Kansas beat the No. 1 team in the country Monday night without its best player, and somehow that’s not even the most talked-about part of the evening.
Moments before the Jayhawks tipped off against undefeated Arizona inside Allen Fieldhouse, a video surfaced showing someone at the scorer’s table texting a very different explanation for why Darryn Peterson wouldn’t play.
Why Kansas Moved So Fast to Kill the Viral Peterson Rumor
The clip, posted by Barstool Arizona, showed text claiming Peterson told coach Bill Self “F— it, I’m out” after a dispute over practice effort. Within 75 minutes, senior associate AD for strategic communications Daniel Berk responded publicly, identifying the texter as an ESPN-contracted stats worker with no Kansas affiliation and “no inside information.” The athletic department labeled the message speculation.
Most programs let viral nonsense burn itself out. Kansas chose a different path.
The speed of the denial tells you something. When a projected No. 1 draft pick sits out his 11th game of the season against the nation’s top-ranked team, every absence gets scrutinized. Peterson warmed up with the team. Self didn’t know until roughly 7:30 p.m. that his freshman guard wouldn’t go. The official explanation was flu-like symptoms.
What made the response necessary was context. Peterson has appeared in just 13 of Kansas’ 24 games. Hamstring issues cost him nine. An ankle injury took another. Now illness. The pattern has fueled speculation all season, and the viral video gave skeptics a story to tell. Kansas understood how fast perception can shift when a high-profile player is involved.
“So hes sick and he didn’t tell anyone in practice and Bill said don’t half a** it if your gonna play, if not sit. DP said Fuck It, I’m out.” pic.twitter.com/6zY1LBKfxp
— #1🏀 Barstool Arizona🌵 (@UofABarstool) February 10, 2026
Meanwhile, the Jayhawks rallied from 11 down in the second half and won, 82-78, handing Arizona its first loss after a 23-game winning streak. Flory Bidunga finished with 23 points and 10 rebounds. Melvin Council Jr. matched him with 23 points and sealed the game at the free-throw line. It was Kansas’ first win over an AP No. 1 team at Allen Fieldhouse in program history after five previous failures.
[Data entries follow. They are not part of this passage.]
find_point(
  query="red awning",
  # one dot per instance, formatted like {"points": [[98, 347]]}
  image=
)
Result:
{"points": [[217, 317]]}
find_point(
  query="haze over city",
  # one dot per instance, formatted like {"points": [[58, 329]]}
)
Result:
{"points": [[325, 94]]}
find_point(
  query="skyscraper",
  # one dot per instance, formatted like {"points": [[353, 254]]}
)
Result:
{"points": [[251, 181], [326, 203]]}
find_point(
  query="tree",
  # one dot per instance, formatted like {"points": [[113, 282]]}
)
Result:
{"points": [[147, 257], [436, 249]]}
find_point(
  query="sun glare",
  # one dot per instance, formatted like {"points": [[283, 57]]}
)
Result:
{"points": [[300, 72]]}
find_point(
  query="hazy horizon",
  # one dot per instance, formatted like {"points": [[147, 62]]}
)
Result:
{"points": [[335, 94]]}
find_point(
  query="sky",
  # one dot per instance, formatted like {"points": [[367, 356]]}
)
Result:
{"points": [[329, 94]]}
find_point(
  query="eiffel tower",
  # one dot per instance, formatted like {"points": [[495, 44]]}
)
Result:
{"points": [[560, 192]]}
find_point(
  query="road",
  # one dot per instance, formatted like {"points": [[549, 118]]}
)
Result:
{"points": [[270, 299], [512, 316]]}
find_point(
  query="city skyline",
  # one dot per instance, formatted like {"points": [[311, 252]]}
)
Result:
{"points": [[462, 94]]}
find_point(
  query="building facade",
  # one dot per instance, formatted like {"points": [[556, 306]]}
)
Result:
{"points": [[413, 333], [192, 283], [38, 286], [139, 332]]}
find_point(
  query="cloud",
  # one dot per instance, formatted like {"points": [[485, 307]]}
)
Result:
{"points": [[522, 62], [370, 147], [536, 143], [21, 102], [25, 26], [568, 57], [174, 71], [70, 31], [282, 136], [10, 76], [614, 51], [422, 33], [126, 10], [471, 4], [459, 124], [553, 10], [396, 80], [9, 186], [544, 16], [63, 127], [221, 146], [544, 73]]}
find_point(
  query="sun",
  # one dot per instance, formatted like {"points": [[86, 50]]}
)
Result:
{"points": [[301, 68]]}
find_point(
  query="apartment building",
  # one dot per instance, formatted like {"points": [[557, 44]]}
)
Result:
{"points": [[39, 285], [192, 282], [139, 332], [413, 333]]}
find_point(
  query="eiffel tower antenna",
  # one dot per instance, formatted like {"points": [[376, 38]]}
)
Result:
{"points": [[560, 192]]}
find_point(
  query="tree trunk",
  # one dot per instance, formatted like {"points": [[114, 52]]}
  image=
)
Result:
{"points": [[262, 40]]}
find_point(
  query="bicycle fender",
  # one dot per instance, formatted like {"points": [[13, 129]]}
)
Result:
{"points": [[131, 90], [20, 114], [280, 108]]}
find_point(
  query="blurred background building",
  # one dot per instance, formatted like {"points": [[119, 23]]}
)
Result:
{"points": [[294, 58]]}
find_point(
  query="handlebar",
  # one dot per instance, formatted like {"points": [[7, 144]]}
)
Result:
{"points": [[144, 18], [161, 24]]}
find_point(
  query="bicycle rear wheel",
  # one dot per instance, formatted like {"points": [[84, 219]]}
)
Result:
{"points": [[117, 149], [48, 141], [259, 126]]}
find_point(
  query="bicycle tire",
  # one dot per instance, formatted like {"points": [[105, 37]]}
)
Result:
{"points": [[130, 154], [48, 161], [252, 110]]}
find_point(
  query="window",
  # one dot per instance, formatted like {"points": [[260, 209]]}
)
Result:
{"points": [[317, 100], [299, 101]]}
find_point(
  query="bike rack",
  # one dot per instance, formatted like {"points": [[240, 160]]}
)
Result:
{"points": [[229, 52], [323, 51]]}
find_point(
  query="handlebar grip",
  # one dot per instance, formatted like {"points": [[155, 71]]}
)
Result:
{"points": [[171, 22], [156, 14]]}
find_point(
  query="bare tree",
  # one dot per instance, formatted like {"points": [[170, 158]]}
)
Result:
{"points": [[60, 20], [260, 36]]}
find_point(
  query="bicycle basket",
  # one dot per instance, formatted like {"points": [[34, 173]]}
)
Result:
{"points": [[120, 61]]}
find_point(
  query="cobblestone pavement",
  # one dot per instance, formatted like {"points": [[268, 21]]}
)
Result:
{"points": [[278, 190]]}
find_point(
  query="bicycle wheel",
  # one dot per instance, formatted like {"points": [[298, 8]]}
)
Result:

“Guys, Kansas is a hell of a team,” Arizona coach Tommy Lloyd said afterward. “Let’s not make this about Darryn Peterson. He didn’t play because he was sick. They beat the No. 1 team in the country at home tonight. They did a hell of a job, and their coach did a hell of a job. That should be the story.”
He’s right. That should be the story. It won’t be, at least not entirely.
Peterson’s Availability Remains the Wild Card for Kansas
When Peterson plays, the case for him as the top pick in June’s NBA draft is overwhelming. He’s averaging 20.5 points per game on 49% shooting and 42% from three. His combination of size, shot-making, and feel is rare for any freshman, let alone one who just turned 19.
The problem is he keeps not playing. And when he does suit up, the minutes fluctuate. Against BYU less than two weeks ago, scouts packed the building to watch him duel AJ Dybantsa, and Peterson left with cramps after 20 minutes. Kansas held on to win, but the chatter didn’t stop.
Self addressed the situation after the Arizona win. “The one thing about Darryn that’s been positive is we have played without him, and we’ve actually been more aggressive individually a lot of times when he was not in the game,” he said. “We’re not as good, but we are more aggressive.”
Kansas is now 9-2 without Peterson and 10-3 with him. That’s not an argument against his talent. It’s a testament to Self’s depth and to players like Bidunga, whose emergence has given the Jayhawks a legitimate two-way presence in the paint. But it does complicate the narrative around a player who was supposed to dominate college basketball for one year before becoming a franchise cornerstone.
The Jayhawks travel to Iowa State on Saturday. Peterson’s status is unclear. If he returns and stays healthy through March, Monday’s video fades into the noise of a long season. If the absences continue, no one will need another courtside texter to start asking questions.